Models of CNS toxoplasmosis

To understand CNS-Toxoplasma interactions, we primarily use a couple of models.

Mice: Like humans, mice are natural hosts for Toxoplasma, require the cytokine IFN-γ for Toxoplasma control, and have persistent parasites in the CNS. By using mice, we can understand how complex dynamics between the parasite, neurons, and non-neuronal cells (especially immune cells) influence persistence and the CNS immune response. We often start with observations in mice because that helps us focus on what happens during a natural infection.

Neurons: Once we have an idea about what is happening during a natural infection, we may move into an in vitro neuronal system to work out the molecular mechanisms, which are much easier to do in vitro than in vivo. We use both mouse/murine and human neurons because they have different advantages (many genetically modified mice are available while human neurons allow us to translate our findings in mice to human disease).

 

CURRENT PROJECTS

1. Defining neuron anti-Toxoplasma defenses in vitro and in vivo

Though we have shown that murine and human neurons mount anti-parasitic defenses, many questions remain unanswered. For example, neuronal and non-neuronal murine cells use similar IFN-γ dependent terminal effector proteins to kill intracellular parasites, but human non-neuronal cells use cell-type specific effectors.
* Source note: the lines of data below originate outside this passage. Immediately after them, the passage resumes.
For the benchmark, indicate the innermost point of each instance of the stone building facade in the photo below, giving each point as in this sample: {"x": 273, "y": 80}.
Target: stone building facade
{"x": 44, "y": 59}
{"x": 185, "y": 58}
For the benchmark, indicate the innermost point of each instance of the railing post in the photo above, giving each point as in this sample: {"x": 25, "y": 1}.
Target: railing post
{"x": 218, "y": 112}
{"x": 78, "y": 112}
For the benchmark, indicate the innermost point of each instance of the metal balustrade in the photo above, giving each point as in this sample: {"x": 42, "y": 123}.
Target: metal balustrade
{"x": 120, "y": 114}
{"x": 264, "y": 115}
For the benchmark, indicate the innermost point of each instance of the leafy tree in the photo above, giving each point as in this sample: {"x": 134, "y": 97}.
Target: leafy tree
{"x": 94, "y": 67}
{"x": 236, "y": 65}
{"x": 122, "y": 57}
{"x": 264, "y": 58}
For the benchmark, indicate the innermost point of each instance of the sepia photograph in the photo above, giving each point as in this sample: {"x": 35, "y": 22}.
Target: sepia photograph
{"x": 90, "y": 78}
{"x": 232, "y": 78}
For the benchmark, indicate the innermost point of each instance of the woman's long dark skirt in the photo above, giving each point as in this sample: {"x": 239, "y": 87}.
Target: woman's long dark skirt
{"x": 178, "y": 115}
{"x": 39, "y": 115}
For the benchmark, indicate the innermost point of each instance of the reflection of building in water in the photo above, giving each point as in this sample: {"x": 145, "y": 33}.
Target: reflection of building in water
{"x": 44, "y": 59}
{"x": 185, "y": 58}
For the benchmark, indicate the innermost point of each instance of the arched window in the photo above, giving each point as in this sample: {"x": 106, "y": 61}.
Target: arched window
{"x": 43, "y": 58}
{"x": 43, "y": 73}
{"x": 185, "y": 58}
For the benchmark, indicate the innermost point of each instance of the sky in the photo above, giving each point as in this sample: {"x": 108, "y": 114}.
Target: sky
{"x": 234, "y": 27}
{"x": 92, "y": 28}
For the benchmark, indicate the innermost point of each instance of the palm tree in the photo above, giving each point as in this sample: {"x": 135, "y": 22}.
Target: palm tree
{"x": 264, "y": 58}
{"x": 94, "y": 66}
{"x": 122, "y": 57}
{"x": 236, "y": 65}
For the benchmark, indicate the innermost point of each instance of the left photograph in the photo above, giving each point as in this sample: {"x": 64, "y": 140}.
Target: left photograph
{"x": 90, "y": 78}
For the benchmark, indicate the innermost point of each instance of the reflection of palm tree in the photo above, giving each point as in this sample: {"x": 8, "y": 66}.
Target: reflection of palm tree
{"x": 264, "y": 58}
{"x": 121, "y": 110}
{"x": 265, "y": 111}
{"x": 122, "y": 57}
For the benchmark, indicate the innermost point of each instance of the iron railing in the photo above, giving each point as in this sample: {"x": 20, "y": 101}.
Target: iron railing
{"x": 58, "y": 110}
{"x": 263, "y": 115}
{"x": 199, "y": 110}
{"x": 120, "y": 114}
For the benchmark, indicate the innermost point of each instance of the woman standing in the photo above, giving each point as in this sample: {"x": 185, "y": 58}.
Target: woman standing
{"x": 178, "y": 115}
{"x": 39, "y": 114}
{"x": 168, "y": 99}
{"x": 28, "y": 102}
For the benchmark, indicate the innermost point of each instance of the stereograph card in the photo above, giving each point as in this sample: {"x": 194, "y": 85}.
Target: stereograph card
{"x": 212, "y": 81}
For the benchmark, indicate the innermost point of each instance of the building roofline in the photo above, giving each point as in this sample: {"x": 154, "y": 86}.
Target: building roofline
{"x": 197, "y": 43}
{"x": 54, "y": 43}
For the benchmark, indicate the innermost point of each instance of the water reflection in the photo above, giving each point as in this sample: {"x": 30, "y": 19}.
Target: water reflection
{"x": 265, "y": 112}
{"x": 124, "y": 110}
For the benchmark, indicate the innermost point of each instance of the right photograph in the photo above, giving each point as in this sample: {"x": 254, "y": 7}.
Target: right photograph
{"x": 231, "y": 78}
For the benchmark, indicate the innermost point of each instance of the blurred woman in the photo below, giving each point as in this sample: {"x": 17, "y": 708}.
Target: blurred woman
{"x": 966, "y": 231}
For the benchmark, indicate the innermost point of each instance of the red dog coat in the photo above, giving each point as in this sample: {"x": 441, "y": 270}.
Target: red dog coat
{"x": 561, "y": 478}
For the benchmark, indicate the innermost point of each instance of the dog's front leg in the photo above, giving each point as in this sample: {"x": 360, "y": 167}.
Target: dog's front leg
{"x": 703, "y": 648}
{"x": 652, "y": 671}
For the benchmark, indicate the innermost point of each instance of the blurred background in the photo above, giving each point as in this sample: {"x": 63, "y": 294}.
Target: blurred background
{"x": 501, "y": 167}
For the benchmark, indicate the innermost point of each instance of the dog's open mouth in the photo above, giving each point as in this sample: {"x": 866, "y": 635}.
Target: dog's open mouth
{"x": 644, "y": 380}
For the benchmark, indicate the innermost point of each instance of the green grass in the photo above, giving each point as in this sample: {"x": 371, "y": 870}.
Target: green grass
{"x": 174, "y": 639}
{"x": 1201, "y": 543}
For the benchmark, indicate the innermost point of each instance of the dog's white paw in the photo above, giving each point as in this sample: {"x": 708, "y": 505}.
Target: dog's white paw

Thus, we are using human stem cell derived neurons to molecularly define the IFN-γ dependent mechanisms that human neurons deploy against Toxoplasma. In addition, our in vivo work suggests that neurons may also use IFN-γ independent mechanisms to control Toxoplasma. To address this possibility, we are working on defining the full complement of pathways activated in neurons during a Toxoplasma infection in vivo.

2. Identifying how TGME49_207210, which we call the little one (or TLO), affects stage conversion and long-term persistence.

Understanding how Toxoplasma moves from the tachyzoite form to the bradyzoite form is important for understanding Toxoplasma biology AND ultimately developing drugs that target the bradyzoite. Through bioinformatic analyses of parasites during murine neuron infection we identified TGME49_207210/TLO as highly upregulated in bradyzoites. TLO is a small, hypothetical protein (110 aa) with the only homologs being in other tissue cyst forming Apicomplexa. So far we know TLO matters for stage conversion in vitro and persistence in vivo but we don’t know how TLO functions, which is the focus of our current work.